If you have any questions that are not addressed here, or would like to submit corrections, please visit TLS or contact us at email@example.com and we will address them privately or on this webpage as is appropriate.
- What is an invention?
- What is an inventor?
- What is a patent?
- Why should I patent my technology?
- Who pays for patents assigned to OIST?
- How are patent royalty distributed
- What is an invention disclosure?
- Who completes the invention disclosure?
- What is a provisional patent application?
- Why does OIST file for a provisional patent application?
- What happens after a provisional patent application has been acknowledged?
- How long does it take to file for a provisional patent application?
- When can I publish in a journal or give a public talk?
- Will I continue to receive patent royalties after I leave OIST?
- Will I still have the right of use of my invention after I leave OIST?
- Can I patent a concept that cannot yet be implemented?
An invention is a novel or creative way of solving a problem, however not all ideas are patentable. To be patentable an invention must be 1. of suitable subject matter, 2. novel, 3. non-obvious (include an inventive step in Japan, Europe), and 4. useful.
An inventor is an individual contributing to the creative step of an invention. Individuals who have only performed work such as measurements are not inventors.
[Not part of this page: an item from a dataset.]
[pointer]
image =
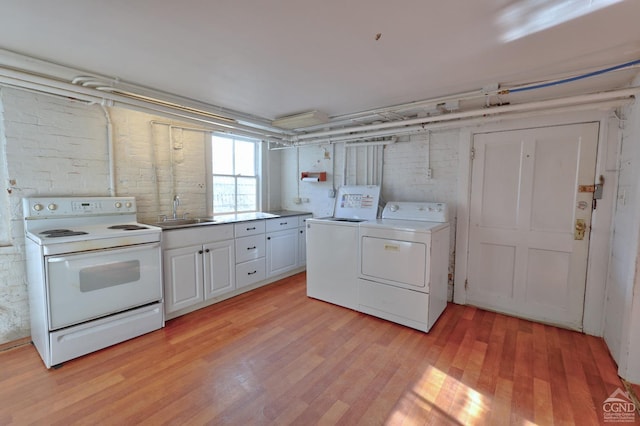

A patent is a legal document establishing a priority date for a technology, method, system, or similar, which grants the assignee the right to exclusive use of that technology for a period of 20 years in the designated jurisdiction from the date of filing.
- Patented technologies are more attractive to commercial organizations and are therefore more likely to be deployed in commercial products where they can make a difference to society
- Licensees pay royalties to OIST, which are distributed to inventors.
- A good patent history may make it easier to obtain funding
The TLS covers the costs of the prior-art search, patent drafting, patent filing, maintenance fees, and legal consultation fees.
Per PRP 184.108.40.206.1, OIST makes a deduction of 15% for maintenance; the remainder is divided as OIST 28.3%, the Unit 28.3%, and the Inventor(s) 28.3%.
The invention disclosure is an important document, listing the inventors by their full legal nanes, their respective inventive contributions to the invention, and describing the invention. It establishes the starting point for the process of evaluating and if appropriate filing for a patent(s). As an inventor careful completion of this document is in your best interest as it may be used to resolve any disputes that might arise.
The sections, General Purpose of Invention, Prior Art, Configuration, and Functions and Effects of the Invention should be completed by an inventor. Note that because a provisional patent application is filed materials from research proposals, draft publications and/or public talks can be used to partially complete the above sections of the disclosure. The full legal names of all inventors are required, and may be completed by the Unit RA, the faculty, the PI or by each individual inventor.
A provisional patent application or priority patent is a patent application acknowledged by the US Patent Trademark Office (USPTO), which is can be filed more easily, quickly and an a lower cost than a non-provisional patent application.
The purpose of filing a provisional patent application is to establish a priority date to ensure that other inventors who might independently file a patent for a similar invention will not obtain the patent rights to the invention.
Once a provisional patent application has been filed the invention is protected and there is a period of a year during which it must be determined whether to commit to a non-provisional patent (ex. PCT patent) or abandon the patent. This year also provides an opportunity for related work to be completed and possibly integrated into the original provisional patent application when filing the PCT application or for filing as separate patents. If the PCT patent application is granted, patents may be filed in, for example, referring to the below, the US, Europe and Japan. Finally, for patents in Europe (EPC), jurisdictions in which protection is desired are selected, referring to the below, France, Germany and Great Britain. It should be noted that the 20 years of protection afforded by a patent are counted from the date of non-provisional filing.
From invention disclosure to filing of a provisional patent application (priority filing) takes from 1 to 2 weeks (refer to OISTs Patent Application Procedure PDF).
On receipt of the US Patent Trademark Office notification that the provisional patent application has been accepted (TLS will forward the electronic document to the inventor on receipt). This does not however preclude the possibility of submitting a manuscript to a journal in advance of the filing procedure, as long as the publication date is after that of the USPTO filing notification date. Please note that failure to meet this condition will mean that the invention is in the public domain and cannot be patented. If you are unsure please contact firstname.lastname@example.org.
Yes. If the patent designates you an inventor you will continue to receive the agreed portion of any patent royalties that might be generated as long as OIST has your current contact details.
For academic research, anyone has the right to use the technology, as it is now public knowledge. For commercial use, the commercial entity would be obliged to contact OIST and agree to license terms.
Yes. Refer to for example "Electronic and optoelectronic devices using fractional carrier". However, the benefit of such patents are debatable given the limited duration of the cover provided, thus such inventions will be considered on a case by case basis.